Институт ряженых всегда сулит стороннему наблюдателю обилие забавных, поучительных контрастов - между разными обликами одного и того же персонажа, между одним и тем же фанатизмом в разных персонажах. И Тайрд-Боффин одержим своей способностью абстрагировать, как Гумми - своей тайной способностью летать (в подражание, скажем, героям и героиням Шагала). Поэтому он не хочет довольствоваться малыми радостями водевильного смеха, провозглашая: внутренний мир человека, отдельной личности, не менее богат и велик, нежели любая, пускай хоть самая обширная империя. И наоборот: империя не богаче... и т. д. И, стало быть, величие - суета, подвиг - рутина, король Варфоломей - скромный работник издательского фронта, составитель справочных книжек, которые отвечают на все вопросы, наводящие, риторические и "по существу", а не отвечают только на один вопрос: "В чем же человеческое счастье?" Вообще и в частности - для Варфоломея. Так Варфоломей на миг уподобляется знакомым персонажам сегодняшней литературы - да хоть тому же герою "Гладиатора" С. Есина. Уподобляется, чтоб тотчас "распо-добиться", вернувшись к безмятежным будням короля.

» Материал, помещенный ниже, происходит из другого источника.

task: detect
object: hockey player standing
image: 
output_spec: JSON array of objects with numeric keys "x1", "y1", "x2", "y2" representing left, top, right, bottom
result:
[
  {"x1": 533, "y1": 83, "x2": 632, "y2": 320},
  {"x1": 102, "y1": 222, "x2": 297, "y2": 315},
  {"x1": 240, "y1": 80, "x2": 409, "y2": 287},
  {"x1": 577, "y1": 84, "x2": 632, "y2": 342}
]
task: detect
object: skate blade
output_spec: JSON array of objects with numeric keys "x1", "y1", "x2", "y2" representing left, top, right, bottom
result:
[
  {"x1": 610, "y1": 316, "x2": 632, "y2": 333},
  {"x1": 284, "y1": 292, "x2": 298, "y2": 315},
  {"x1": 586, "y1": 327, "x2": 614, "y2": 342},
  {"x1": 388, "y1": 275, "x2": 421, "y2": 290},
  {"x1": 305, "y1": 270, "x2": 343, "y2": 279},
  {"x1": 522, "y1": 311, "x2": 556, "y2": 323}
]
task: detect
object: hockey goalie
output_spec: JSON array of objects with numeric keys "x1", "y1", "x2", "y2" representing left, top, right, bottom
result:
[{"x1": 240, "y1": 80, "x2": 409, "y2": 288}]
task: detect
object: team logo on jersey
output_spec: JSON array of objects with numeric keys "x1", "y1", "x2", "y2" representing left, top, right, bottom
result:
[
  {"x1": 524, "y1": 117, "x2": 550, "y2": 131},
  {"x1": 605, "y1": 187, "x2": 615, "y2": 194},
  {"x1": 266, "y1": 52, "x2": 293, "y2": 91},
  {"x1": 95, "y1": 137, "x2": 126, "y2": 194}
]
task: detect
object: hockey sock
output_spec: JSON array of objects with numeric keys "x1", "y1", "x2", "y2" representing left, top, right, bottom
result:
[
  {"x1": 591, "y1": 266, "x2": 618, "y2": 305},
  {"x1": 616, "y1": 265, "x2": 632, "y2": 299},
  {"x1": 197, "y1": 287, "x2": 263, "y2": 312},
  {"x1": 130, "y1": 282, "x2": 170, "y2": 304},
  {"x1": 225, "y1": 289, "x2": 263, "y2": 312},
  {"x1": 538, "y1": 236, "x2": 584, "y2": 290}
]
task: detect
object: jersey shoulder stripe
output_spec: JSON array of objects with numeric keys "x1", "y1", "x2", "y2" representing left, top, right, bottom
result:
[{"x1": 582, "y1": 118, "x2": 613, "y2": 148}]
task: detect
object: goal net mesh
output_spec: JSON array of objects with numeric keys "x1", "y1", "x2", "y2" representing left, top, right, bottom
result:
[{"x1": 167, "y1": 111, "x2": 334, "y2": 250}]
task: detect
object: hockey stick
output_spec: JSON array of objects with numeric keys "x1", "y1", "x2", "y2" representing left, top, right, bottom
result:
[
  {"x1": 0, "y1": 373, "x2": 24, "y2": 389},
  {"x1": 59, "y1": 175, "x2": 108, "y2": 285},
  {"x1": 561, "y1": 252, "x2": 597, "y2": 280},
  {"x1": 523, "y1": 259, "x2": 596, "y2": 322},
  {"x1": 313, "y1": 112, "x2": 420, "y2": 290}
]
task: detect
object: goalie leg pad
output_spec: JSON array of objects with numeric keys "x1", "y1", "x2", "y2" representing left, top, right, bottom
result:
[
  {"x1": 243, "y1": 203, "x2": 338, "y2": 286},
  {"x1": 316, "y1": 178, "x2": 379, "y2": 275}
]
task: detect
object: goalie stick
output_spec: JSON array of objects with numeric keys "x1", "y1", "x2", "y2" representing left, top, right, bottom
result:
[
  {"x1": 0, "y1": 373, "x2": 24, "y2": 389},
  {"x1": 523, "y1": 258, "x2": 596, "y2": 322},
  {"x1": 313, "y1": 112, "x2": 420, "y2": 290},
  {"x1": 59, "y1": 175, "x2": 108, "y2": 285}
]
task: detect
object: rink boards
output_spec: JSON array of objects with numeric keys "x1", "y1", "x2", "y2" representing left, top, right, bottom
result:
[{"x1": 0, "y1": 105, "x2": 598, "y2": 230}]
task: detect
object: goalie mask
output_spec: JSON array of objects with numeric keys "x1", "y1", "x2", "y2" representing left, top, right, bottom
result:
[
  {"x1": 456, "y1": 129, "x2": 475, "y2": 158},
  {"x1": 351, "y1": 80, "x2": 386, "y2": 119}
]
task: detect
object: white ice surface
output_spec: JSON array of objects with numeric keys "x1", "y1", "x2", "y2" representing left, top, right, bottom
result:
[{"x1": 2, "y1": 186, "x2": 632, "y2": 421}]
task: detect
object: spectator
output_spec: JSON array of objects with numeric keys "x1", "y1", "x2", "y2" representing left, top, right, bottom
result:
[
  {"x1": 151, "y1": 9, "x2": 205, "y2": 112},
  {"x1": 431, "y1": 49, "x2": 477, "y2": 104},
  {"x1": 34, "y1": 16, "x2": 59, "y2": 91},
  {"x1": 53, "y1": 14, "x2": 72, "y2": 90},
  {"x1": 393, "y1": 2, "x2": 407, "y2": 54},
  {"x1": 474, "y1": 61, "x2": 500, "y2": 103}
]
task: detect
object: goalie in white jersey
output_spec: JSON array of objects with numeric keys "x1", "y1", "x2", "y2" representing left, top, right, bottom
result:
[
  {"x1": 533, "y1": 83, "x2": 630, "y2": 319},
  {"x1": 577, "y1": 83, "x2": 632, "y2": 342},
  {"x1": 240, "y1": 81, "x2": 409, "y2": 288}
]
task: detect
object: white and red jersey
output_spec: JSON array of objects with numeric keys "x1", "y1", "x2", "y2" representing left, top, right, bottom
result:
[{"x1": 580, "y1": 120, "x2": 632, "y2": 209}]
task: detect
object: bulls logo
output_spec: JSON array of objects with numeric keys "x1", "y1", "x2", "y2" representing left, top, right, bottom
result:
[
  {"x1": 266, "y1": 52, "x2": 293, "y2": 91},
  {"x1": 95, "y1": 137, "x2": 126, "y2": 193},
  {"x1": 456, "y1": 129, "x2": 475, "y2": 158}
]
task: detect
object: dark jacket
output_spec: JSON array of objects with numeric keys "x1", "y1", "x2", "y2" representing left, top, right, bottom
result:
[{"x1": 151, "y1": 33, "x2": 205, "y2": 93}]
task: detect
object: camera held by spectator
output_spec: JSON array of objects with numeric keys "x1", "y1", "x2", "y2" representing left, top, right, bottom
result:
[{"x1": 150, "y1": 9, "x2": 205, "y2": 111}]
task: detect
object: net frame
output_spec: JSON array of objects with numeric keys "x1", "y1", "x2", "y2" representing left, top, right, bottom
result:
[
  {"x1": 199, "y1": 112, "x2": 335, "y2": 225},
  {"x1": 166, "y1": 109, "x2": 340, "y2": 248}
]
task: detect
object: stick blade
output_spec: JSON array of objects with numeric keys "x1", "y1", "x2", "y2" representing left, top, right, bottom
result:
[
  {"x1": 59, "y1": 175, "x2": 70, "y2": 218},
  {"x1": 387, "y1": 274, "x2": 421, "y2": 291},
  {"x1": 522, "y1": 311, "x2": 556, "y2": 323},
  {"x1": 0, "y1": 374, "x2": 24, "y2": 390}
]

Мир - энциклопедия. Вот главная симметрия эпизода. Фундаментальная, идейно-политическая и социально-экономическая, какая угодно. Варфоломей - и его отсутствующий (вернее, присутствующий неведомо где) брат-отличник - вот вторая симметрия. Многозначительная хотя бы тем, что всякая фигура, удалившаяся в зеркале за угол, грозит сюжету непредвиденными событиями, мятежом, переворотом. Тут возможно и чисто твеновское: родились мы близнецами, один из нас утонул, и это был, как вы уже понимаете, отнюдь не мой брат... И аналогичные казусы из биографии Сальвадора Дали. Но лучше принять битовское: человек живет за себя, но он живет и за своих близких и ближних, наличествующих или исчезнувших.
Так что у человека не одна жизнь, а несколько. И на это "несколько" нет железно регламентированного графика, нет расписания, не заложена в него строгая кибернетическая программа: когда и как сочетаются элементы комплексной, "за себя - и за других", жизни. Иногда процветают параллельные соединения, иногда - последовательные, допускаются также "совмещенные", комбинированные случаи. Прекрасная Елена - подданная прошлого, наделенная гражданством в настоящем. Не исключено, впрочем, что ее исключительный удел и надел - как раз будущее. Ибо повествователь манипулирует прекрасной Еленой как неким вымыслом - гипотезой и мечтой. И с такой точки зрения никто и ничто не мешает нам утверждать, что это не он ею, а она им манипулирует.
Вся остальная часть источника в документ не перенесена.